In this report we will try to predict the quality of an exercise performed by an athlete. The data used in this report comes from the Human Activity Recognition project. In this study, several athletes were asked to perfrom some weight lefting exercises in 5 different ways, only one of which is the correct way of performing the lefting. The project supplied two datasets, a training and testing datasets. Each of these datasets contain several recordable variables that we will use to predict the outcome classe
which represents the class a given exercise belong to. The classe
varibale is a factor variable with four levels A,B,C,D,E. These levels are supplied in the training dataset but not in the testing dataset.

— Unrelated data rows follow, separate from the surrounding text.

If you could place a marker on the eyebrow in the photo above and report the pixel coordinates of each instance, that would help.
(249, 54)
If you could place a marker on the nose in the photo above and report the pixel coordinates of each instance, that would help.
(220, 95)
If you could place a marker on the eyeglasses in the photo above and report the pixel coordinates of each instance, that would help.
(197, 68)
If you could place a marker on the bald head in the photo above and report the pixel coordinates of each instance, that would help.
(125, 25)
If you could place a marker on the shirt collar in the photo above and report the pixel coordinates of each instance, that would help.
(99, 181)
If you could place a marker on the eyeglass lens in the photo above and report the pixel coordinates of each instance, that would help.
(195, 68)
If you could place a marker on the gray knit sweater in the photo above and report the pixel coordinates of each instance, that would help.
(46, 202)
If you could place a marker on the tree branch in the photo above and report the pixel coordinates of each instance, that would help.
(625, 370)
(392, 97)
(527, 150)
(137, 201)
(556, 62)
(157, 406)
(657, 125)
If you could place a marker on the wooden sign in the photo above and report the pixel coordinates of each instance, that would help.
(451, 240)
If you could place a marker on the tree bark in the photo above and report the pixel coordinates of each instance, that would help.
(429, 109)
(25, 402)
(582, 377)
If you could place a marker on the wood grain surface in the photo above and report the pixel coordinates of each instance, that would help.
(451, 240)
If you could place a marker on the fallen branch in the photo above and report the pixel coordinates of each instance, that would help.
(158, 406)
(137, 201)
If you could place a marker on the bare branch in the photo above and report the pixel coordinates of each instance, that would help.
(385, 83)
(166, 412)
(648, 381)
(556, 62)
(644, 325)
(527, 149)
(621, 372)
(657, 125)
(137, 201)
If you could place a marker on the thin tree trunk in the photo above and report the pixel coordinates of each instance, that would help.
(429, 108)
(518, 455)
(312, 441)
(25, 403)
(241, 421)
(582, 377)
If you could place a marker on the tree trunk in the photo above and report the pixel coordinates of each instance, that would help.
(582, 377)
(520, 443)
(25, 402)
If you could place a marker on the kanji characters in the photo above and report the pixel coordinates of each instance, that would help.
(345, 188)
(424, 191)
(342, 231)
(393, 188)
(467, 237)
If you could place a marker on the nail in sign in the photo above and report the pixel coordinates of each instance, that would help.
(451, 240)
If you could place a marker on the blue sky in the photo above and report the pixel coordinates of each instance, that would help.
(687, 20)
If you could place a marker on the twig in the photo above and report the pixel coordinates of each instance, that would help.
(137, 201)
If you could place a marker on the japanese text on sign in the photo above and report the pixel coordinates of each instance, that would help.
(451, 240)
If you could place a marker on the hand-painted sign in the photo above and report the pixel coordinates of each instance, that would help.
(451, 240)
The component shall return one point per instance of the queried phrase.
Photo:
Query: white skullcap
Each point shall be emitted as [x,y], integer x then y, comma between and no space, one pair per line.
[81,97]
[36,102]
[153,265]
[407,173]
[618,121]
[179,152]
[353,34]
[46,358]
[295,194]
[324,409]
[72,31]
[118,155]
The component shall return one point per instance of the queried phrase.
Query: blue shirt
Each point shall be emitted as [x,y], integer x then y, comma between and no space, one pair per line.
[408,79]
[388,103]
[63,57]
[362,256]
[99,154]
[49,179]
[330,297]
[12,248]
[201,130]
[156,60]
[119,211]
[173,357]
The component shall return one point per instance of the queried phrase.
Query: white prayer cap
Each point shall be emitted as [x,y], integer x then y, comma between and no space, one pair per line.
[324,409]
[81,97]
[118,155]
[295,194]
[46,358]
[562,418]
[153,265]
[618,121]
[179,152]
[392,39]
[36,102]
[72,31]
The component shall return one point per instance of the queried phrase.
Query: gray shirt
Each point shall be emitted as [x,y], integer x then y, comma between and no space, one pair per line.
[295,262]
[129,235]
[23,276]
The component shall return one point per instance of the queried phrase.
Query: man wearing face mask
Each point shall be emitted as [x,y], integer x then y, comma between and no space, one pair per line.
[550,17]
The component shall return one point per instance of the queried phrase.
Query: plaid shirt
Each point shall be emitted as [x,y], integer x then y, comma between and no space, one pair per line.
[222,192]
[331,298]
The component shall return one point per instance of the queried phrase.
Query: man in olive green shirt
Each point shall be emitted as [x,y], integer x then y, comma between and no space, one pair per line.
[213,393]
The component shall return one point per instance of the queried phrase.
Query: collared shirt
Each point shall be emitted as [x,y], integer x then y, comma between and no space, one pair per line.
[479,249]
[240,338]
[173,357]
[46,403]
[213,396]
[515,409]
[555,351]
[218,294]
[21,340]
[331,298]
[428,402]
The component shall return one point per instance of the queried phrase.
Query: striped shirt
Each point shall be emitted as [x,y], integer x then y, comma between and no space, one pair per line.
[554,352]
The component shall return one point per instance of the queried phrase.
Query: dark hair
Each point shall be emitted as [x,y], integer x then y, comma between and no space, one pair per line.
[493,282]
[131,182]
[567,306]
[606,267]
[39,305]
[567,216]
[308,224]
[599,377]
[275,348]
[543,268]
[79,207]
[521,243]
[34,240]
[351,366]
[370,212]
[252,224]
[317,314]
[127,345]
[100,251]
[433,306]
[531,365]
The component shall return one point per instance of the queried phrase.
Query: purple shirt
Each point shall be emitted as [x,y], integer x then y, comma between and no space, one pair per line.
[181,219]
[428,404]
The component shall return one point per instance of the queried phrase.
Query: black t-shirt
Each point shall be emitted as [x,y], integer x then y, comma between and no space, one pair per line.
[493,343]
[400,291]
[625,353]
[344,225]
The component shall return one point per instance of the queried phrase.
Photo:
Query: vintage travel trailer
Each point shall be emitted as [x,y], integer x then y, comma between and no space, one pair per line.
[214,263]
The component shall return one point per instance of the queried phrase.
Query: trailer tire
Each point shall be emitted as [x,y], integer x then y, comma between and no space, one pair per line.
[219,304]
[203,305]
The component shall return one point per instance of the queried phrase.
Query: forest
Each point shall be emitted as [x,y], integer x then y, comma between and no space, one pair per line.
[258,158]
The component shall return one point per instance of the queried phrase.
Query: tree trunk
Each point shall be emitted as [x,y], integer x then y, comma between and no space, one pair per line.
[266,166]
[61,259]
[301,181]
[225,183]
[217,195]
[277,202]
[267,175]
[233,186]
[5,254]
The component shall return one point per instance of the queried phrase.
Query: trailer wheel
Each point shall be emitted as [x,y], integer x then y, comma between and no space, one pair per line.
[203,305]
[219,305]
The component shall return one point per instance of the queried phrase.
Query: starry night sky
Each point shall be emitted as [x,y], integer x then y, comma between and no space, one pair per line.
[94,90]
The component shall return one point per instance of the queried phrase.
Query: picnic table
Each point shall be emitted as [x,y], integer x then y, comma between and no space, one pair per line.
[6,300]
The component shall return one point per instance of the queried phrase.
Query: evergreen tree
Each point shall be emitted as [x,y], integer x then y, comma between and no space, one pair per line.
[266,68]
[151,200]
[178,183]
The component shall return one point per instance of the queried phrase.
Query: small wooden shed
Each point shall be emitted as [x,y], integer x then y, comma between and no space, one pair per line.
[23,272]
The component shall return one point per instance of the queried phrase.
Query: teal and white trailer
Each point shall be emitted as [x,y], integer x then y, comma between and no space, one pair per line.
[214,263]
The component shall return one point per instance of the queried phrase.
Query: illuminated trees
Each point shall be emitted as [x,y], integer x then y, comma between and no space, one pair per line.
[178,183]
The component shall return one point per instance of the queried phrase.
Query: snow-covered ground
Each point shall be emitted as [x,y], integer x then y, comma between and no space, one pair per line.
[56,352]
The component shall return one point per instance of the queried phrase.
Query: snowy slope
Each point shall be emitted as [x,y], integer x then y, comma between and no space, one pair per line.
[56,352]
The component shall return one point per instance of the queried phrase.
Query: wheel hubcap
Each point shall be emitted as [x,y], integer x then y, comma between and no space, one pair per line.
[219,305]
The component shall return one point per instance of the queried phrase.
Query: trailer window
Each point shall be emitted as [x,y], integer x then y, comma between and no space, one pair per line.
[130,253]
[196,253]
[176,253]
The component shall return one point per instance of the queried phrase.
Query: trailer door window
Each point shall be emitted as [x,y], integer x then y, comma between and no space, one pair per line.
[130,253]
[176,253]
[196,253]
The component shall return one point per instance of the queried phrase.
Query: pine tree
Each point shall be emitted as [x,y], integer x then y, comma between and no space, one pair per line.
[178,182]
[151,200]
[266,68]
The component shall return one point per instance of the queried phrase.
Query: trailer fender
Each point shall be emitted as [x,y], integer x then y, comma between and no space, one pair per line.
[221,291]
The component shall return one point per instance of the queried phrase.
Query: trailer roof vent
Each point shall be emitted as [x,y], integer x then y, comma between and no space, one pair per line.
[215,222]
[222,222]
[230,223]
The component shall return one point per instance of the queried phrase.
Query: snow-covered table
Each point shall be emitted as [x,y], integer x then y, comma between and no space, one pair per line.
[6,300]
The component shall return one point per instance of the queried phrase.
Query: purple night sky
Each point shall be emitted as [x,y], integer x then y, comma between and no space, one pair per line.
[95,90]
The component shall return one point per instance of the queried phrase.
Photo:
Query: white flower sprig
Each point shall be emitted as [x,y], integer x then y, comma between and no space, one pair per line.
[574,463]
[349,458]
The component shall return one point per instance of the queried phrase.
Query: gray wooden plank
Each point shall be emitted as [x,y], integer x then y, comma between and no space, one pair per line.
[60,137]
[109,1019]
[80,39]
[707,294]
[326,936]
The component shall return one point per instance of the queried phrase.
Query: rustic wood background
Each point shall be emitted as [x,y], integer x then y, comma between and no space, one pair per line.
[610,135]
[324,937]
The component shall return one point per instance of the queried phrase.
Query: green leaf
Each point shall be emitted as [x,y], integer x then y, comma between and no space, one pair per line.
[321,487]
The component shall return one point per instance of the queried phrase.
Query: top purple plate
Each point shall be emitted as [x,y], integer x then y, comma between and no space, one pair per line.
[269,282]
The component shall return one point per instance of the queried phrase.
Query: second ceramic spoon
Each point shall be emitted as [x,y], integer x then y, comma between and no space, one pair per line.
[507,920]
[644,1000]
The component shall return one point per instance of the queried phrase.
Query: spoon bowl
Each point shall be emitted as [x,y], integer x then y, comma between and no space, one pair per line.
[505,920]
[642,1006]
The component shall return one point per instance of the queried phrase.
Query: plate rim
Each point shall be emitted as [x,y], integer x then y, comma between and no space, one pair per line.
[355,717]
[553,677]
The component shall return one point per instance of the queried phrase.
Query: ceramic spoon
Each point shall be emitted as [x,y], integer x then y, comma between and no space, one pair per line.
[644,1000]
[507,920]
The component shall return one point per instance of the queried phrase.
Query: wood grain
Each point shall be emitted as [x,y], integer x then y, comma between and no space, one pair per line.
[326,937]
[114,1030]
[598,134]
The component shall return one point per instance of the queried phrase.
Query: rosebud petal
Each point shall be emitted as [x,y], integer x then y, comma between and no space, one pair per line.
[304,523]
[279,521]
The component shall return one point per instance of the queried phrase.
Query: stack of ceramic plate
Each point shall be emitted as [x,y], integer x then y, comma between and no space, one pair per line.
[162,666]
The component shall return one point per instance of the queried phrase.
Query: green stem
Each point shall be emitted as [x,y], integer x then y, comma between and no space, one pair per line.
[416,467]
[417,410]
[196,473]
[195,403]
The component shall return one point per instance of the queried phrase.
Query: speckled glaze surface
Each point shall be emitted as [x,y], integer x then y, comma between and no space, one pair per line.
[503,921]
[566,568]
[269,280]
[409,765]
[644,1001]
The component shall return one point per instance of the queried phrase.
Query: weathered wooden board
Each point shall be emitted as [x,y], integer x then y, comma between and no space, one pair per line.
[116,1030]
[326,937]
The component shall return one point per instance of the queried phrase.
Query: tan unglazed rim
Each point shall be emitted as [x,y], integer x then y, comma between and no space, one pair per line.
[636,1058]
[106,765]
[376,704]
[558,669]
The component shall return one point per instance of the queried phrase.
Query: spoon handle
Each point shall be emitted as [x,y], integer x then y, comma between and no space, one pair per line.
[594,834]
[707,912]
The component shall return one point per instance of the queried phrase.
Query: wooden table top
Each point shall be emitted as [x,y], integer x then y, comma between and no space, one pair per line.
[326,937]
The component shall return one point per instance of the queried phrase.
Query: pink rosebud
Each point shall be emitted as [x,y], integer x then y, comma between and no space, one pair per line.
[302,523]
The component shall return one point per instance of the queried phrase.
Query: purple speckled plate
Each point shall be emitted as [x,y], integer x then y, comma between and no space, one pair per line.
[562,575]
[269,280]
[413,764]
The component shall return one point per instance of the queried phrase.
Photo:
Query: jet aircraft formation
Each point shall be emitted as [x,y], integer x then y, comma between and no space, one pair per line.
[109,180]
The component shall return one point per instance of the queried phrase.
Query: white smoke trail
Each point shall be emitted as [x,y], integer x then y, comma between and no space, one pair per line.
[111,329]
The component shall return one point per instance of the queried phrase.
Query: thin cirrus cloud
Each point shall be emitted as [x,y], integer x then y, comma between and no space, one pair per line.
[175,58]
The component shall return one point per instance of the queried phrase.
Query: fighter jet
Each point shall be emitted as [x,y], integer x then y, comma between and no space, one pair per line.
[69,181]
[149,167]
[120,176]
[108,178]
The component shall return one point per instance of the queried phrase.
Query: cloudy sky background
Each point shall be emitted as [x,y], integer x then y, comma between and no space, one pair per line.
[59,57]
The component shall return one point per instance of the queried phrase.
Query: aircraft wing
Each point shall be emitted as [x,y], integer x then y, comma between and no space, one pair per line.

In this report we will be trying to predict the classe
for each of the 20 observations provided in the testing dataset.
We start by loading the required libraries and the two datasets:
## Load libraries
library(corrplot)
library(caret)
## Loading required package: lattice
## Loading required package: ggplot2
## Load data sets
testing <- read.csv("pml-testing.csv")
training <- read.csv("pml-training.csv")
dim(training)
## [1] 19622 160
We see that the training dataset contains 19622 observations of 160 variables. After taking a quick look at the training dataset we noticed a lot of colums with NA
or no entries. The next code chunk gets rid of these columns:
## convert empty entries into NAs so we can get rid off all of them later
training[training==""] <- NA
## Now we'll get rid of the NAs
## vector to contain the locations of the NAs
NAcols <- rep(FALSE, ncol(training)) ## default it to no NAs
## Loop over the columns and flag those with lots of NAs to get rid of them in the next step
for (i in 1:ncol(training)) {
if( sum(is.na(training[,i])) > 100) {
NAcols[i] <- TRUE
}
}
## take out variables with NAs
training2 <- training[,!NAcols]
Next we’ll get rid of any of the columns in the dataset that would have no affect on the outcome, columns like time, name and so forth:
## Now the dataset has 60 columns instead of 160
## but we still need to get rid of some unrelated columns
## get rid of the name and index columns since they have nothing to do with the predictions
## get rid of the "new_window" and "time_window" vars
## get rid of the row_time_stamp vars
training3 <- training2[,-c(1:7)]
dim(training3)
## [1] 19622 53
After this data cleaning our dataset contains 53 variables, down from 160. One of these variables classe
is the outcome we are trying to predict, so the cleaned dataset contains 52 predictor variables.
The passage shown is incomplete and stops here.